The beginning of March is really exciting because one of my favorite sporting events begins. No, it’s not March Madness. It’s the Morning News Tournament of Books!
Sixteen books published within the last year battle for the championship. Two books go up against each other on weekdays in March. One of sixteen judges writes about the two books, revealing their likes, dislikes and bias. And then the judge chooses one book to proceed in the tournament. Two books make it to the championship round and all sixteen judges vote on the winning book. There are some rounds that follow a different format like the pre-tournament playoff round and the Zombie round, where the most popular voted book gets resurrected. It’s good fun.
It’s a wonderful collection of books, mostly fiction, that vary from critical darlings to lesser known works. I have never read a single book in the tournament before it begins but it doesn’t matter. I get acquainted with books that I probably wouldn’t have known about. Some of the books I’ve read are fantastic or just good. But the books have always been worth reading. This tournament introduces me to Where’d You Go, Bernadette? by Maria Semple, Karen Russell’s Swamplandia and Barbara Kingsolver’s The Lacuna. (It’s not quite as good as The Poisonwood Bible but it’s well worth reading and takes place in early 20th century Mexico).
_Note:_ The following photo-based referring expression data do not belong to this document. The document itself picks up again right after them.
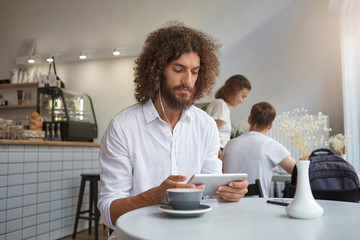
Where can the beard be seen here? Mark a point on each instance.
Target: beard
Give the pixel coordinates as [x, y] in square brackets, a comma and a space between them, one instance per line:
[177, 102]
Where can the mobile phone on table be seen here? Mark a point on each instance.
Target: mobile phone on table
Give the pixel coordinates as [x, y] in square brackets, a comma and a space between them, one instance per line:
[212, 181]
[280, 201]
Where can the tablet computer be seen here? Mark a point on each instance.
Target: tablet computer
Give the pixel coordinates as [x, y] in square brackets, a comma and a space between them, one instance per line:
[212, 181]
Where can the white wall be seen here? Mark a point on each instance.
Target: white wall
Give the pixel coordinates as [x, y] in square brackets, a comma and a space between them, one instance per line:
[293, 60]
[289, 50]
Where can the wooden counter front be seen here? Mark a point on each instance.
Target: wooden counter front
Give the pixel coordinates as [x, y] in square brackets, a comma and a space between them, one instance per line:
[48, 143]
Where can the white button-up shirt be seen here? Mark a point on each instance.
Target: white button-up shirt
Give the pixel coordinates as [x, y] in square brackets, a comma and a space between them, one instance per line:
[139, 151]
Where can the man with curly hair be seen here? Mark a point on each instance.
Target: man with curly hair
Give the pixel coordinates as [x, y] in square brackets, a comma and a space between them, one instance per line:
[163, 140]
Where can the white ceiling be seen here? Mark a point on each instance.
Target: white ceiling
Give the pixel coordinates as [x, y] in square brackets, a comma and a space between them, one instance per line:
[66, 25]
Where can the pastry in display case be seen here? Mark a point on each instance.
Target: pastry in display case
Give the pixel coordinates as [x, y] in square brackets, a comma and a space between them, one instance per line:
[67, 116]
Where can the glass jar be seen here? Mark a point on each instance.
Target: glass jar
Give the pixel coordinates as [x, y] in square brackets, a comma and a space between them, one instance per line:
[8, 129]
[2, 128]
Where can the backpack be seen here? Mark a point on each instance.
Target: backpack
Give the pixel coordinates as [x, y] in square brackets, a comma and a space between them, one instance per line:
[331, 178]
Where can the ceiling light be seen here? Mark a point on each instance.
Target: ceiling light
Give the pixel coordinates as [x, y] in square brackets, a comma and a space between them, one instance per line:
[31, 60]
[116, 52]
[50, 59]
[82, 56]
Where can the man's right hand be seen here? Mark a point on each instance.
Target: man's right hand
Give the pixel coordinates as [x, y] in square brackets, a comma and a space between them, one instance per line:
[172, 181]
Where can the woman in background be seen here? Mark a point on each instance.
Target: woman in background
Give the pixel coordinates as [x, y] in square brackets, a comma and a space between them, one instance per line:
[232, 93]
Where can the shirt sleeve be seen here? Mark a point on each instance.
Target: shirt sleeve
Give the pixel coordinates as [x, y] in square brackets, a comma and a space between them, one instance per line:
[212, 164]
[116, 170]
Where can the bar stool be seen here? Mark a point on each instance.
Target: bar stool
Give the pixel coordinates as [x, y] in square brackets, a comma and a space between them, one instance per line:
[93, 211]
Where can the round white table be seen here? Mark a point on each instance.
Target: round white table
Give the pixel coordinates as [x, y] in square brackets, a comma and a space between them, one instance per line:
[251, 218]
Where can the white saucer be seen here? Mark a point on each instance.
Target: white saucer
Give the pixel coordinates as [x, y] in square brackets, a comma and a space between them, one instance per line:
[185, 213]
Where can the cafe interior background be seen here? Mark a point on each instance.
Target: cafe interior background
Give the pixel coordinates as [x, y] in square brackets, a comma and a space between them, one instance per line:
[295, 53]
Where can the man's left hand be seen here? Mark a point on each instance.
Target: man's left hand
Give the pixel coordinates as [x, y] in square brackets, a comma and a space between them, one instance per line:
[234, 191]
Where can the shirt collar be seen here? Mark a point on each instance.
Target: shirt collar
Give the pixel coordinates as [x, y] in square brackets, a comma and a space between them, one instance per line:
[151, 114]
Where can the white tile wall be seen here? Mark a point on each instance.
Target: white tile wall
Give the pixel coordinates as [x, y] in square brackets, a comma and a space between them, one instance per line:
[39, 187]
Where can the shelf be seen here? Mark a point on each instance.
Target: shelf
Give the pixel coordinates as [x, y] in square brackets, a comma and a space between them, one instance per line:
[18, 106]
[19, 85]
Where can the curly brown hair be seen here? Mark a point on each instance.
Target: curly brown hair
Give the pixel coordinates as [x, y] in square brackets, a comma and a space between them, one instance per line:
[232, 86]
[167, 44]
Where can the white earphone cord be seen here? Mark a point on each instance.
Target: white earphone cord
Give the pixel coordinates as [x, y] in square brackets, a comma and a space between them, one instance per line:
[162, 107]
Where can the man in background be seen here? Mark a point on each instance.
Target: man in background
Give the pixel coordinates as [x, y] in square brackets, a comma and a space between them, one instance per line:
[255, 153]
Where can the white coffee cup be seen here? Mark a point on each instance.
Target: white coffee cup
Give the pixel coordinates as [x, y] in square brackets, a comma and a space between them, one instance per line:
[182, 198]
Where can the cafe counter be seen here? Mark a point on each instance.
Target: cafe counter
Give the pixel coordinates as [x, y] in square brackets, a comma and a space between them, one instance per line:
[39, 186]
It kicked me to read Jennifer Egan’s A Visit from the Goon Squad, Hilary Mantel’s Wolf Hall, and Adam Johnson’s The Orphan Master’s Son. All three won their respective tournaments and then picked up major prizes. But it’s not only about the critical darlings. Some famous writers like Roberto Bolaño’s 2666 got booted in its year fairly early.
When I’ve told people about this tournament before, I’ve been asked, “How can it work? It’s so subjective.” And it’s true. One judge may have very different reading preferences and tolerances than another. It’s not like there is an easy score to declare a winner. But I think that the subjectivity of it is fascinating. I get to read about how people think about books in comparison with one another. I may not always agree with their reasoning but it’s fascinating to see their thought processes about literature.
So go and get pumped. The tournament proper starts Thursday. The pre-tournament playoff was Monday so there isn’t a lot of catch-up.